M. Daniel Chasseing. – Vous nous avez expliqué qu’une partie de la dette était due au chômage partiel mis en place pendant la crise du covid. Quels sont les déficits dont l’Unédic est responsable ? Depuis 2020, n’avez-vous pas eu de réponse du Gouvernement pour la prise en charge de cette dette, que vous estimez due aux directives de l’État ?
À l’avenir, ne faut-il pas que les chômeurs soient pris en charge par France Travail sur la base d’un diagnostic santé, logement et mobilité pour aller vers l’emploi ?

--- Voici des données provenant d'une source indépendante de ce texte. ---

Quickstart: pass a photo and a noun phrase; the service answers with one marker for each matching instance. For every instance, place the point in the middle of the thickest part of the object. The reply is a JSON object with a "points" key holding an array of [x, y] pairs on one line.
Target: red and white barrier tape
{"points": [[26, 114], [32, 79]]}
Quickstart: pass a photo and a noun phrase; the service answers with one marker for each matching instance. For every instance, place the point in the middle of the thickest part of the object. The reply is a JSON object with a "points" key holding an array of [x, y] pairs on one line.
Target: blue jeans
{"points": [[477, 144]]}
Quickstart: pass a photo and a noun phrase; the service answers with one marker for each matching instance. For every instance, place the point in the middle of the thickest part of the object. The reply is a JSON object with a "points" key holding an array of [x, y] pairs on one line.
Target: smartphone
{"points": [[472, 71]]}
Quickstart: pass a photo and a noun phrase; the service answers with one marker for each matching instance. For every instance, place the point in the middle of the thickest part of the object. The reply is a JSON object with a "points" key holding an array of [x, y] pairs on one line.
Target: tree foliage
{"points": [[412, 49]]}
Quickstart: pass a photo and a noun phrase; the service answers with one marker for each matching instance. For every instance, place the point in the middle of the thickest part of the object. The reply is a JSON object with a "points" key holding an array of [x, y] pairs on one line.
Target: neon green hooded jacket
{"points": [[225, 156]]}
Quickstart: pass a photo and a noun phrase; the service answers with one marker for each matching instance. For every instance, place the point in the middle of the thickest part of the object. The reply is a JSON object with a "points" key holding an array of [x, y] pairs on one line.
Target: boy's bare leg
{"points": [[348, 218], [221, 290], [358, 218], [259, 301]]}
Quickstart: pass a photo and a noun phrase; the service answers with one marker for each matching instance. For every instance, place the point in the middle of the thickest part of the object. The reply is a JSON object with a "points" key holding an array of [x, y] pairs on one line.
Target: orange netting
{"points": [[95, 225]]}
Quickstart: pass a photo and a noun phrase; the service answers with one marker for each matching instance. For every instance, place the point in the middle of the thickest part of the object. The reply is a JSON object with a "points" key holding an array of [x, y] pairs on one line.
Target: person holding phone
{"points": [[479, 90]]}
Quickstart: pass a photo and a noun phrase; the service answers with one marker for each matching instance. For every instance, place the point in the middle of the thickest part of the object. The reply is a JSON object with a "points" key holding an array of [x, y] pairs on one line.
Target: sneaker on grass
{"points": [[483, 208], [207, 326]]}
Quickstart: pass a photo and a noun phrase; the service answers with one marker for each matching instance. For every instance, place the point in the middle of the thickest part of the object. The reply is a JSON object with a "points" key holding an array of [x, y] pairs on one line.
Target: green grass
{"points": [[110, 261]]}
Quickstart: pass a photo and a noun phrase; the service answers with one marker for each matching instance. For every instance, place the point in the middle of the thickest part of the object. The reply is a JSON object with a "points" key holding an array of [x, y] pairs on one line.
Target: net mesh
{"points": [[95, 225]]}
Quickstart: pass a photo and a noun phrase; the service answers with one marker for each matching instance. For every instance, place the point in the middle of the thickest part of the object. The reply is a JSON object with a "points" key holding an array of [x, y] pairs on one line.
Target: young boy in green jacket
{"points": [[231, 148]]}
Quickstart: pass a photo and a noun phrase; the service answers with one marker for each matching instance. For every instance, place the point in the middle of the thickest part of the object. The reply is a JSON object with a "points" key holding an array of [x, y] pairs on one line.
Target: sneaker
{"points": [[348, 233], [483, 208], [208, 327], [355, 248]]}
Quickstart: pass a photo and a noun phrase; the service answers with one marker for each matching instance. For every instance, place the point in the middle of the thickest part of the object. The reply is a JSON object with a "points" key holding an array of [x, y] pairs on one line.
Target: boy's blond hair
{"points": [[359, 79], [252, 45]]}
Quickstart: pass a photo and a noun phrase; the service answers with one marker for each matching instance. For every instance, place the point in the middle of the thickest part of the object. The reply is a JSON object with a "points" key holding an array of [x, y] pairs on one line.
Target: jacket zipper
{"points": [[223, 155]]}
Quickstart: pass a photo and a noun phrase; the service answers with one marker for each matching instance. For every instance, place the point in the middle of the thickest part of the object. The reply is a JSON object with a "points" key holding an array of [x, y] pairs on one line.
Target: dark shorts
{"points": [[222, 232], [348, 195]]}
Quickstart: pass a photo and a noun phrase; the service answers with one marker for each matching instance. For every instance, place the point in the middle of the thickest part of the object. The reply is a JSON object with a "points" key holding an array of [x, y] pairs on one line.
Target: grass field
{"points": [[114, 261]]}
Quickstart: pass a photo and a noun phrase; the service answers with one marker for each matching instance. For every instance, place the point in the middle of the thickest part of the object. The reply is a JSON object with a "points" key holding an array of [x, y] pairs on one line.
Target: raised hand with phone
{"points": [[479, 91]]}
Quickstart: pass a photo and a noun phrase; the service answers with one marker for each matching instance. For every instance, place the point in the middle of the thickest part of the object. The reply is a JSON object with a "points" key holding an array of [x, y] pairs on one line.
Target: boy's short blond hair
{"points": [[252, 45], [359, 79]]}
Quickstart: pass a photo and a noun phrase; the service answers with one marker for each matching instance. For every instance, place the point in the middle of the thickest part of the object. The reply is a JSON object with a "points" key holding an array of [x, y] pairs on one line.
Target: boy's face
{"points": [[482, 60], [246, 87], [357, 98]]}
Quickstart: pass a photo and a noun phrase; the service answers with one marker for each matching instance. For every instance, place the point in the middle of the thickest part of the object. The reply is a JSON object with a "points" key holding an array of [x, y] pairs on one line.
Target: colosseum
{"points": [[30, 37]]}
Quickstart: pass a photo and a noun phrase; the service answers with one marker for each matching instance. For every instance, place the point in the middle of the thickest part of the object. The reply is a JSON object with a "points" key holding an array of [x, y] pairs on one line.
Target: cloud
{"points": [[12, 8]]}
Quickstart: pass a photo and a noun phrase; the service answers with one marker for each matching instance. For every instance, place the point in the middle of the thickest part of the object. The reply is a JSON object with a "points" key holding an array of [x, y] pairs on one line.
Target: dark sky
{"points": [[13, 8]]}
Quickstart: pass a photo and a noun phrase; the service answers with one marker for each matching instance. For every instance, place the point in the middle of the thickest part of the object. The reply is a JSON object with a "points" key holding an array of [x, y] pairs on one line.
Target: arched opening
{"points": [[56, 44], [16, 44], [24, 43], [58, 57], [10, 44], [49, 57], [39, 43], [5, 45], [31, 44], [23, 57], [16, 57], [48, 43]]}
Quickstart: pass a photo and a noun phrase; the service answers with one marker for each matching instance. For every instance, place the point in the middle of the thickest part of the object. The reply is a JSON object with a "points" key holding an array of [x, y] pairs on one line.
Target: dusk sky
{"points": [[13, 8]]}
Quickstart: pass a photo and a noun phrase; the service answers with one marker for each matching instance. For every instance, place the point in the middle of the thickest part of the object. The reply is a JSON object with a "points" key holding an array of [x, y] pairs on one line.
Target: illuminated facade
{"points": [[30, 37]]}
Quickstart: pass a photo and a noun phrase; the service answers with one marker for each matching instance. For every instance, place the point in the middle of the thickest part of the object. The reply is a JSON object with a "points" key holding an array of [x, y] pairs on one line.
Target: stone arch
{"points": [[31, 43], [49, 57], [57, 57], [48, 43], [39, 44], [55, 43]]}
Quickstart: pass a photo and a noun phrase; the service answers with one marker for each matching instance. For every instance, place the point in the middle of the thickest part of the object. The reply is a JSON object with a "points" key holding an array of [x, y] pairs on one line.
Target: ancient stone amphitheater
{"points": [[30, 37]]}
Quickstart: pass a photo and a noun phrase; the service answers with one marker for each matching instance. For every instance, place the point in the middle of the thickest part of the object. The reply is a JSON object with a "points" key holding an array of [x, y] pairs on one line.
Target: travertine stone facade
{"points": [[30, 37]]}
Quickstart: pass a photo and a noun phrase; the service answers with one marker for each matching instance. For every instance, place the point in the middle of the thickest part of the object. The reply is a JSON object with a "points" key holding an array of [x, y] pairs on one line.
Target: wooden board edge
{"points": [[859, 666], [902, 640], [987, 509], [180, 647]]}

Mme Cathy Apourceau-Poly. – Une fois n’est pas coutume, je partage l’intervention de M. Vanlerenberghe. L’emploi, c’est aussi la dignité. Il faut aller vers le plein emploi, mais avec des conditions de travail dignes et des salaires à la hauteur.
L’exécutif souhaite moduler l’assurance chômage en fonction de la situation du marché du travail, comme cela se fait au Canada à l’échelon régional. Depuis la réforme de 2019, il faut avoir travaillé six mois sur les vingt-quatre derniers mois pour y avoir droit. Comment interviendra cette modulation demain ? Faudra-t-il avoir travaillé sept mois ? La période de référence passera-t-elle à dix-huit mois ?
Vous avez évoqué, madame Ferrand, la question des contrats courts. Si, épuisée, une aide-soignante arrête de travailler, elle sera indemnisée sur une période moindre, car les besoins du secteur seront forts. On fait fi de la pénibilité de ces emplois.